Bill McMorris of the Washington Free Beacon highlights the latest estimates of costs associated with raising the minimum wage.
Academics, workers, and small business owners say the Democratic push to raise the minimum wage to $15 an hour could cut 2 million jobs and hurt the workers lawmakers are claiming to help.
On Wednesday, Democrats led by Sen. Bernie Sanders (I., Vt.) introduced a bill to raise the minimum wage wage from $7.25 an hour to $15 by 2024, while also eliminating the tipped wage credit by 2027.
“The current $7.25 an hour minimum wage is a starvation wage,” he said. “We’re going to have a minimum wage that is a living wage.”
Prof. David Macpherson, chairman of Trinity University’s economics department, said that such an increase would be unprecedented, but not in the manner Sanders describes. While only 3 percent of hourly workers work under the minimum wage today, the increase would instantly bring 44 percent of them under that umbrella. Despite that large increase, it would not alleviate the poverty rate as employers, particularly small businesses, eliminated jobs to offset the increased costs.

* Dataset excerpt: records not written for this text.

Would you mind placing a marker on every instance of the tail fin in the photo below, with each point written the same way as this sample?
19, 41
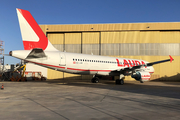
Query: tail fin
32, 35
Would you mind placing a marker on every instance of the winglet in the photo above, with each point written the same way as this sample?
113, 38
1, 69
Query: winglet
171, 59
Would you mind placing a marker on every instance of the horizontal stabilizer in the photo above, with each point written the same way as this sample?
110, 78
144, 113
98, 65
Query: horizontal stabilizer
36, 53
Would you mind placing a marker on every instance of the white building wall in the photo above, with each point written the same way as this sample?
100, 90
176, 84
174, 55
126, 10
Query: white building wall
36, 68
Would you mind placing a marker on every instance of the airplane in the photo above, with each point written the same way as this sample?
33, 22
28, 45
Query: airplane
39, 50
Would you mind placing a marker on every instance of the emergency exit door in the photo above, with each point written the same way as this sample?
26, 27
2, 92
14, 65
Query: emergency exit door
62, 59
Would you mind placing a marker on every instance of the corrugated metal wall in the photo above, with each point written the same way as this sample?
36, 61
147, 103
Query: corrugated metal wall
147, 41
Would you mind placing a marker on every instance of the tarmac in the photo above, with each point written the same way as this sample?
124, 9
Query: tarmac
83, 100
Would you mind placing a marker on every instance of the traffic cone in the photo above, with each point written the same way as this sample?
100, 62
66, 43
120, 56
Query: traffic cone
2, 87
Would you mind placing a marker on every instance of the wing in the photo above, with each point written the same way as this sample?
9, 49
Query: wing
127, 69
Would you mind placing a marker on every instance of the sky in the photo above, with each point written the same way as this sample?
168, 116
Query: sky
81, 12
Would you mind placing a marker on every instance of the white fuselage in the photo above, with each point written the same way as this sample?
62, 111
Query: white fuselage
83, 63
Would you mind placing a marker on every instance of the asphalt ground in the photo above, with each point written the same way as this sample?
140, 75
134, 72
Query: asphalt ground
82, 100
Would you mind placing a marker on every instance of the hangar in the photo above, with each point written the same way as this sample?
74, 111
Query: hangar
147, 41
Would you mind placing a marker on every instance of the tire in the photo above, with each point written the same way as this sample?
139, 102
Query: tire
120, 82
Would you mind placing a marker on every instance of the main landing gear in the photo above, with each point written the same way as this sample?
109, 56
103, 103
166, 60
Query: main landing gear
121, 80
95, 79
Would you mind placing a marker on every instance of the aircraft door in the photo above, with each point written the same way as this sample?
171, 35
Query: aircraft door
62, 59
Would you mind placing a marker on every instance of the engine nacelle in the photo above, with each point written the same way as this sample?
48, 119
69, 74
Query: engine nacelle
141, 76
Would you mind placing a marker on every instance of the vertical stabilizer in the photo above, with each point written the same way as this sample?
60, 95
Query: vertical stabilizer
32, 35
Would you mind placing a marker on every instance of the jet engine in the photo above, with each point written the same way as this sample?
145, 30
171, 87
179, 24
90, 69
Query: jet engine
141, 76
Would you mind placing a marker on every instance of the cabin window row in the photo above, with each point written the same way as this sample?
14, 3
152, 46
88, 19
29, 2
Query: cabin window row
100, 61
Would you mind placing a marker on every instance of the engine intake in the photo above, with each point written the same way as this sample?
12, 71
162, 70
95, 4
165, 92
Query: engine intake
141, 76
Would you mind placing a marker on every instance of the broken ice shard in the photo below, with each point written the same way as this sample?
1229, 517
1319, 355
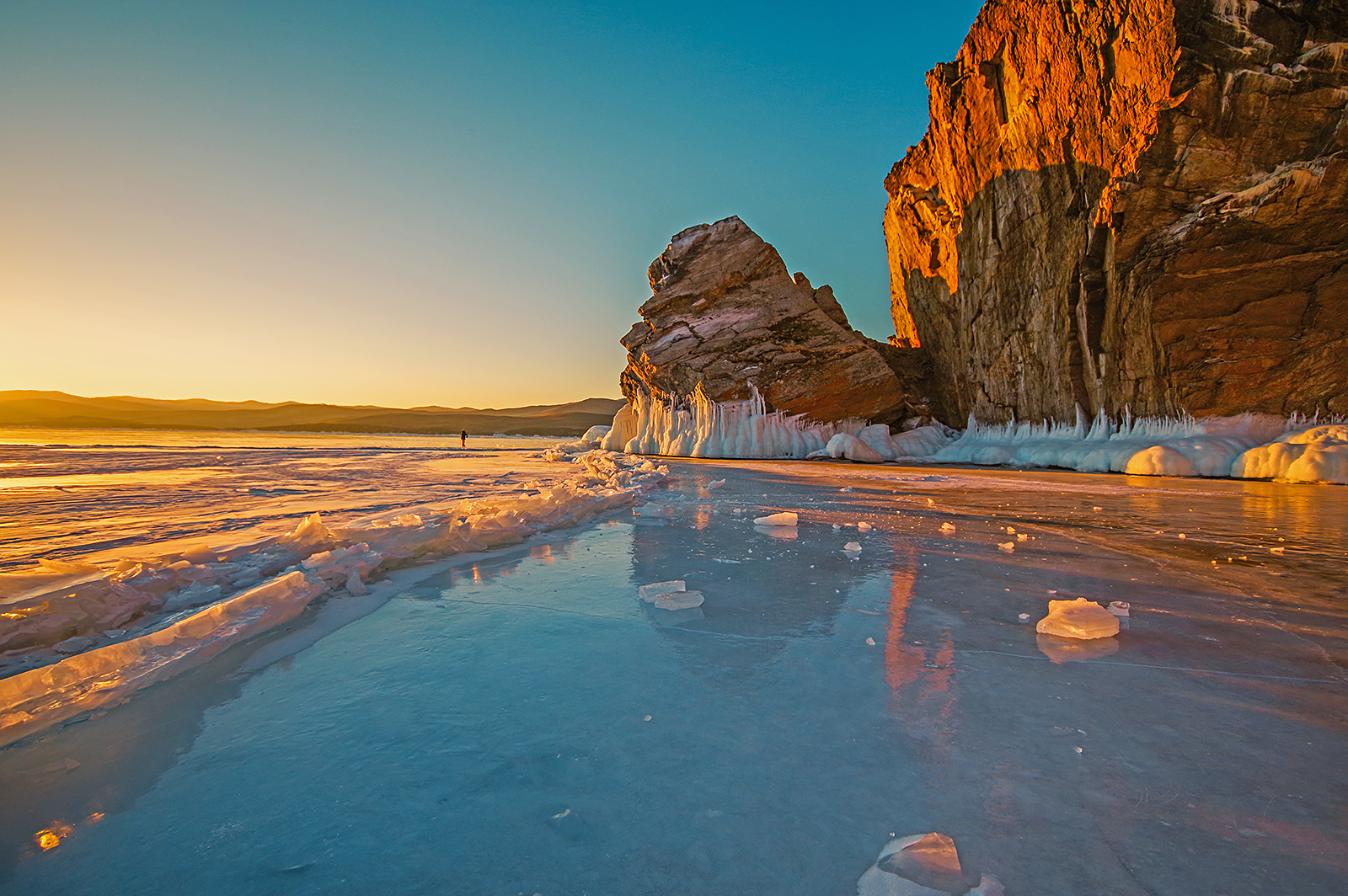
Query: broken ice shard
671, 596
1080, 619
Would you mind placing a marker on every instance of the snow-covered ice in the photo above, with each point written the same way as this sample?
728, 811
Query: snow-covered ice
1080, 619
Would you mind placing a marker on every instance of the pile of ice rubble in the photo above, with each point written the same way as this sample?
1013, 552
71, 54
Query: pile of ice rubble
146, 619
1244, 446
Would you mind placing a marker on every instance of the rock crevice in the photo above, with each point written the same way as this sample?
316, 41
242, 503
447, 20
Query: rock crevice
1131, 204
725, 312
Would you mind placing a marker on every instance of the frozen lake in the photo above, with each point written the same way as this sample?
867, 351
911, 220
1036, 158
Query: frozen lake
526, 725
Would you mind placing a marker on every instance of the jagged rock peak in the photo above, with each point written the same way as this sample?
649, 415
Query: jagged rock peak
725, 312
1131, 204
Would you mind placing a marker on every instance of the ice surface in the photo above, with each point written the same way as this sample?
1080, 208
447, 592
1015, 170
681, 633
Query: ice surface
701, 428
448, 728
110, 674
853, 449
152, 588
1314, 455
1080, 619
1249, 445
671, 596
923, 866
785, 518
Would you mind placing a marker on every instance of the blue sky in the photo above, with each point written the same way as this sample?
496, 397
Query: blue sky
424, 202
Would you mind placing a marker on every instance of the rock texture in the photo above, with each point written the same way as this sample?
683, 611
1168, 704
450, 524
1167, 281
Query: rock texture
1131, 202
725, 312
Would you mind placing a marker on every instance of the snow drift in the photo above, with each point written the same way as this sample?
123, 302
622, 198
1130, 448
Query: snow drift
1244, 446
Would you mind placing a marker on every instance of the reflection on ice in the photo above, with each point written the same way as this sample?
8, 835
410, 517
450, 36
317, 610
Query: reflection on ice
530, 707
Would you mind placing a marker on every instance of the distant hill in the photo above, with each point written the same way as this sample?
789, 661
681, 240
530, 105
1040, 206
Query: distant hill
26, 408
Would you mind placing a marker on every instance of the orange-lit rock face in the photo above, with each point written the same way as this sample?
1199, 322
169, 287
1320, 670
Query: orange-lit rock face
725, 312
1132, 202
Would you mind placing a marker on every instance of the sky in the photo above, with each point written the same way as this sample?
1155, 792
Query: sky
408, 202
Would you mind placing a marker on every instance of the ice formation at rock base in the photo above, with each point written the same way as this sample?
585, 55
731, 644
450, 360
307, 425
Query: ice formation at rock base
1244, 446
165, 615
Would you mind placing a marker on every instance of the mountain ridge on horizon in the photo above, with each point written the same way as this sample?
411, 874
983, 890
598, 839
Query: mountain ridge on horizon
61, 410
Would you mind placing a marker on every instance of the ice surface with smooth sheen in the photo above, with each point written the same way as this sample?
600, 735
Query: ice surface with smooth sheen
785, 518
519, 724
1247, 445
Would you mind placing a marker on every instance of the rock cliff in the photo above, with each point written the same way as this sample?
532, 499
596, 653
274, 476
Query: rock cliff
1131, 202
725, 312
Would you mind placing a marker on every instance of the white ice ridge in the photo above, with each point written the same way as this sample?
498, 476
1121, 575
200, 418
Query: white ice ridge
701, 428
1244, 446
121, 624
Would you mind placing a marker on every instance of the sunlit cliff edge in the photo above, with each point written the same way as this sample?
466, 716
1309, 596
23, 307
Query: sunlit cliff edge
1132, 204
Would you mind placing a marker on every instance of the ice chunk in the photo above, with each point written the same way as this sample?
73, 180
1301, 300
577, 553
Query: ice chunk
312, 532
570, 825
853, 449
200, 554
1080, 619
195, 595
696, 426
921, 442
69, 568
671, 596
785, 518
923, 866
1316, 455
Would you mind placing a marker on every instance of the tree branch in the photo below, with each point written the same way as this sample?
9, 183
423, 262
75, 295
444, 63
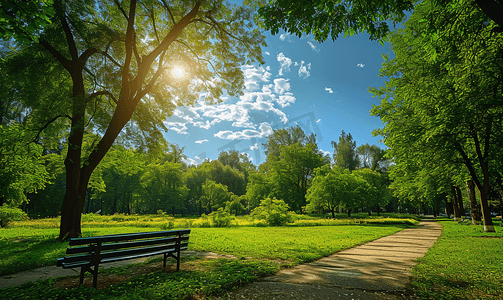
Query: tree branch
121, 9
61, 59
69, 39
45, 126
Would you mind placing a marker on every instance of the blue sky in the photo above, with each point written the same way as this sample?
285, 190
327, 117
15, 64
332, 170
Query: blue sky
321, 87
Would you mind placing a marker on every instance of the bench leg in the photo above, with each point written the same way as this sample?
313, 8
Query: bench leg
95, 277
82, 272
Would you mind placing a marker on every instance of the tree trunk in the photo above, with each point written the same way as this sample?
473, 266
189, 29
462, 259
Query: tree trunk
455, 205
474, 207
488, 221
71, 213
460, 202
448, 206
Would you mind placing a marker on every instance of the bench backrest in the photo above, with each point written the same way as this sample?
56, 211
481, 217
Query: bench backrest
124, 246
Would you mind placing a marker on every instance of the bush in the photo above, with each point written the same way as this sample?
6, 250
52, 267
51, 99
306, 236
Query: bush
203, 222
221, 218
9, 214
274, 212
169, 224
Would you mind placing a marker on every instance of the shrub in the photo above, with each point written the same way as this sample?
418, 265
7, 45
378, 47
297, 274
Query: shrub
221, 218
9, 214
203, 221
169, 224
274, 212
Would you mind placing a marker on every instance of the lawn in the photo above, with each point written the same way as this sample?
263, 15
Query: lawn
261, 252
464, 263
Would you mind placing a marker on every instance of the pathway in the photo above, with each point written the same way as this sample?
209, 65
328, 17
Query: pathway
376, 270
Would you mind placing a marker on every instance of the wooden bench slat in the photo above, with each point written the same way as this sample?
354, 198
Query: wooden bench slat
115, 246
125, 237
87, 253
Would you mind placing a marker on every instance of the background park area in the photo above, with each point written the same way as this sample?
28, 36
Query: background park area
464, 263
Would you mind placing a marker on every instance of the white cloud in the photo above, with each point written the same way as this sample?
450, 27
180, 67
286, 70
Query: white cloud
284, 62
252, 115
207, 124
281, 85
313, 46
325, 152
193, 161
180, 128
286, 99
285, 36
265, 130
254, 77
303, 70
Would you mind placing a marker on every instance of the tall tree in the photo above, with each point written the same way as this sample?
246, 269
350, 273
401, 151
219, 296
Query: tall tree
326, 19
345, 152
444, 93
122, 60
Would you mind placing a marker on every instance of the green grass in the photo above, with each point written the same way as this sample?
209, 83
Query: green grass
294, 244
261, 252
210, 277
464, 263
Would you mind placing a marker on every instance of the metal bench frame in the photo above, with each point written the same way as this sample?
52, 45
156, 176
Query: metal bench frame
118, 247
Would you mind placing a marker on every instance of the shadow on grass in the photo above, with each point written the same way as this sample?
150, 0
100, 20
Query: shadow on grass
26, 254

Macpherson, using Congressional Budget Office methodology, found that 2 million jobs would be lost under a $15 rate with the most heavy losses coming in poorer states. …
… “So many of us in the industry identify as progressive and liberal and to see luminaries of the progressive movement stake a position that is anti-worker is daunting,” [Washington, D.C., bartender Valerie Graham] said.